This is a package that helps data scientists and data analysts to capture notes while they work through data science tasks. The captured tasks can then be searched and analyzed.

Project description

Knowledge Management for Data Science (KMDS)

Capture, organize, and reuse knowledge from your data science experiments.

🌟 What is KMDS?

KMDS is a Python-based tool for systematic knowledge management in data science and analytics projects. It helps you document the incremental process of exploration, data preparation, and model development — capturing context, decisions, and rationale so that valuable insights are not lost over time.

The Problem It Solves

Experimental work generates a stream of decisions and findings. The context and rationale behind each step are often documented ad-hoc, if at all. When it is time to revisit a question or build on earlier work, the research trail has gone cold. KMDS fixes this by providing a structured, ontology-backed way to log, search, and share your findings.

Who Can Use KMDS?

KMDS was originally designed for data scientists writing Python. Recent additions to the CLI and natural-language tooling mean it is now practical for a broader set of users:

User	How they interact with KMDS
Data scientist	Python API, notebooks, CLI — full access to all features
Software developer	CLI tools and Python API for automating knowledge capture in pipelines
Business analyst	CLI commands and natural-language ingestion — no ontology code required

🎥 Watch a quick overview of KMDS: YouTube Video

✨ Key Features

Structured Observation Capture: Log findings from exploration, data representation, modeling choice, and model selection stages using Python or the CLI.
Natural Language Ingestion: Describe a finding in plain English — KMDS classifies it, extracts structured entities, and optionally logs it to the knowledge base. No ontology code required.
Ontology-Backed Knowledge Base: Store and reload workflow knowledge as RDF/OWL artifacts that can be shared across projects and teams.
Semantic Search: Build a vector index from your knowledge base and retrieve relevant findings with natural-language queries.
LLM Search Orchestrator: Route natural-language questions to structured KMDS search templates with automatic semantic fallback.
CLI-First Usability: Every major feature is accessible as a command-line tool — usable by developers and analysts without writing notebook code.
Simple Reporting Surface: Load observations into tabular form for review, sharing, and downstream analysis.

🚀 Getting Started

1. Installation

Install KMDS in your Python environment:

pip install kmds

2. Usage

As you work through your analysis, log your findings to kmds. Check out the examples below.
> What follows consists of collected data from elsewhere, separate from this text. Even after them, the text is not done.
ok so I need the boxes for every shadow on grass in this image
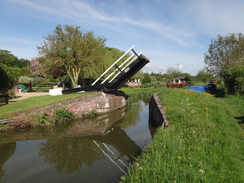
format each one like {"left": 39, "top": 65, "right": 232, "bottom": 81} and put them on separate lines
{"left": 213, "top": 88, "right": 226, "bottom": 98}
{"left": 235, "top": 116, "right": 244, "bottom": 128}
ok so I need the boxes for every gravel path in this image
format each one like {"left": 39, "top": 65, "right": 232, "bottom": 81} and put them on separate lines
{"left": 9, "top": 92, "right": 49, "bottom": 102}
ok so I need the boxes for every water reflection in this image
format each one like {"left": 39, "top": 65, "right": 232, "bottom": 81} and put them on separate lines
{"left": 0, "top": 142, "right": 16, "bottom": 177}
{"left": 38, "top": 124, "right": 141, "bottom": 174}
{"left": 65, "top": 107, "right": 126, "bottom": 136}
{"left": 0, "top": 100, "right": 153, "bottom": 182}
{"left": 39, "top": 137, "right": 102, "bottom": 173}
{"left": 92, "top": 126, "right": 141, "bottom": 163}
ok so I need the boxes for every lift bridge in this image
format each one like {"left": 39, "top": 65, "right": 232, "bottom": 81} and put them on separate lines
{"left": 62, "top": 46, "right": 150, "bottom": 94}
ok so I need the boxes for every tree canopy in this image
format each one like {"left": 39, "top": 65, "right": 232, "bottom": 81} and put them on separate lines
{"left": 195, "top": 70, "right": 213, "bottom": 84}
{"left": 204, "top": 33, "right": 244, "bottom": 75}
{"left": 204, "top": 33, "right": 244, "bottom": 95}
{"left": 0, "top": 63, "right": 14, "bottom": 93}
{"left": 38, "top": 24, "right": 107, "bottom": 88}
{"left": 0, "top": 49, "right": 28, "bottom": 68}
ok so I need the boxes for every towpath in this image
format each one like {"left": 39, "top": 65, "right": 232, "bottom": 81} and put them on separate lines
{"left": 9, "top": 92, "right": 49, "bottom": 102}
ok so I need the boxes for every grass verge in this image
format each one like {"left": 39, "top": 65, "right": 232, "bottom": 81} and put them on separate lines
{"left": 121, "top": 87, "right": 163, "bottom": 103}
{"left": 0, "top": 92, "right": 93, "bottom": 119}
{"left": 121, "top": 88, "right": 244, "bottom": 182}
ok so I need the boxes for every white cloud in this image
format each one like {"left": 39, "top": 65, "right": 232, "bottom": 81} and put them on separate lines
{"left": 177, "top": 64, "right": 184, "bottom": 71}
{"left": 7, "top": 0, "right": 196, "bottom": 46}
{"left": 3, "top": 0, "right": 243, "bottom": 74}
{"left": 179, "top": 0, "right": 244, "bottom": 36}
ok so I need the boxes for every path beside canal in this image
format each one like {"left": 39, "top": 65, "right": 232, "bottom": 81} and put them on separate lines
{"left": 9, "top": 92, "right": 49, "bottom": 102}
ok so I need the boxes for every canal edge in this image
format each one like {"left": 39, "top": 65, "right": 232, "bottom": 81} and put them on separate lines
{"left": 149, "top": 93, "right": 169, "bottom": 128}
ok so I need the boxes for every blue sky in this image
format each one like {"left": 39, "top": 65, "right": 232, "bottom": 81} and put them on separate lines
{"left": 1, "top": 0, "right": 244, "bottom": 75}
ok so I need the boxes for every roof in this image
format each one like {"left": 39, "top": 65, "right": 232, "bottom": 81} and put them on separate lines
{"left": 174, "top": 76, "right": 187, "bottom": 80}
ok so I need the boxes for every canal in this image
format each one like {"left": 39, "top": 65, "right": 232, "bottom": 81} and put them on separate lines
{"left": 0, "top": 99, "right": 156, "bottom": 183}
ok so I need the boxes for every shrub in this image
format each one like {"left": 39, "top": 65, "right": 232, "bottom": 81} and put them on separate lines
{"left": 221, "top": 63, "right": 244, "bottom": 95}
{"left": 88, "top": 110, "right": 99, "bottom": 117}
{"left": 46, "top": 75, "right": 58, "bottom": 82}
{"left": 142, "top": 74, "right": 152, "bottom": 84}
{"left": 0, "top": 64, "right": 14, "bottom": 93}
{"left": 54, "top": 108, "right": 74, "bottom": 121}
{"left": 35, "top": 113, "right": 48, "bottom": 124}
{"left": 19, "top": 76, "right": 33, "bottom": 84}
{"left": 141, "top": 83, "right": 163, "bottom": 88}
{"left": 32, "top": 77, "right": 49, "bottom": 85}
{"left": 60, "top": 75, "right": 72, "bottom": 88}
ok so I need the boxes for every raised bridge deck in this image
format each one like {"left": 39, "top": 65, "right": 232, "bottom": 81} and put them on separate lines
{"left": 62, "top": 46, "right": 149, "bottom": 94}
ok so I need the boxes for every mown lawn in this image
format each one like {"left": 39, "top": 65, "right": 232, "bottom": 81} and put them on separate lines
{"left": 121, "top": 88, "right": 244, "bottom": 183}
{"left": 0, "top": 92, "right": 93, "bottom": 119}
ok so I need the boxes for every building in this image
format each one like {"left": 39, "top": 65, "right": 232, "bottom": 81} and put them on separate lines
{"left": 125, "top": 78, "right": 141, "bottom": 87}
{"left": 166, "top": 76, "right": 188, "bottom": 88}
3. Quick Summary Logging (CLI)

KMDS now supports logging exploratory observations directly from a free-text project summary. This is useful for business analysts and other non-developers who want to capture findings quickly.

Application workflow example (explicit, non-interactive):

kmds-summary-log \
  --summary "This is a daily reporting workflow for support operations. Missing category labels were found in intake data." \
  --workflow-name "support_reporting_intake" \
  --workflow-type application \
  --project-file ./support_reporting_intake.xml \
  --create-project \
  --no-prompt

Ambiguous summary example (interactive prompt):

kmds-summary-log \
  --summary "Project kickoff notes for the upcoming quarter." \
  --workflow-name "quarterly_kickoff_notes" \
  --project-file ./quarterly_kickoff_notes.xml \
  --create-project

In the ambiguous case, KMDS will ask whether the workflow is application or experimental, then continue logging exploratory observations.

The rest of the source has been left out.